Suppose you have two hashes which (when you inspect them) contain:
%first = (
dog => 'Rodney',
cat => [qw( Daisy Jack )],
);
%second = (
dog => 'Rodney',
cat => [qw( Daisy Jack )],
);
Are they the same?
Your answer depends on what identity means to you. At this point in time,
they have what appear to be identical contents. They're probably
different variables, though. If you look at things from the point of view of
the perl
program itself, the two names %first
and
%second
refer to two different HV
structs.
That's not very interesting to most users, I suspect. The questions of how these two hashes behave when you treat them the same way is more interesting. For example, given the state of the two hashes as demonstrated earlier, do you expect this test to pass?
use Test::More;
my @first_keys = keys %first;
my @second_keys = keys %second;
is_deeply \@first_keys, \@second_keys, 'keys returned in the same order';
done_testing;
The official answer is "No, you should not." As of Perl 5.18, the official answer is "If this test ever passes, it's an unlikely coincidence."
A hash map data structure (what Perl calls "hashes") associates keys with values by calculating a simple hash of the key and using that as a cheap index into another data structure.
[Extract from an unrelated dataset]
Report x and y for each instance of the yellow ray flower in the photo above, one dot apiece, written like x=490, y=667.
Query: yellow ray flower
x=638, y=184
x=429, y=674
That calculated hash is not necessarily unique, and the indexed data structure needs to be able to handle collisions of the calculated hash (even though the keys are different) as well as insertions of new key/value pairs and removals of key/value pairs.
When you traverse the Perl hash with keys
or
values
or each
, perl
traverses that data
structure in a particular order that makes sense given the state of that
data structure. If and when that data structure changes, the way
perl
traverses it will change. The details of that data structure
are hidden inside perl
; they're not obvious from the point of view
of the Perl programmer.
The implication of this is not obvious at first, but it's easy to explain:
even if two hashes have the same keys and the same values, the order in which
you traverse that hash with keys
or values
or
each
may be different between the hashes.
After all, you don't know whether %first
was defined all at
once, or whether it started empty and had the two key/value pairs added one at
a time or both at a time. You don't know whether %second
originally had three key/value pairs or four or ten. You can't look at
what a hash currently contains and guess at the details of the internal data
structure perl
uses to represent those keys and values.
As of Perl 5.17.10—what will become Perl 5.18 very soon—this behavior gets a little more predictable. With a recent patch to bleadperl, the calculated hash of two hashes defined with the same keys and values in the same way will be slightly different. In other words, even if you write:
my %first = (
dog => 'Rodney',
cat => [qw( Daisy Jack )],
);
my %second = (
dog => 'Rodney',
cat => [qw( Daisy Jack )],
);
... the test from earlier may still not pass. (It's very unlikely to pass.) Any code that relies on an accident of implementation which causes that test to pass occasionally is, sadly, buggy code.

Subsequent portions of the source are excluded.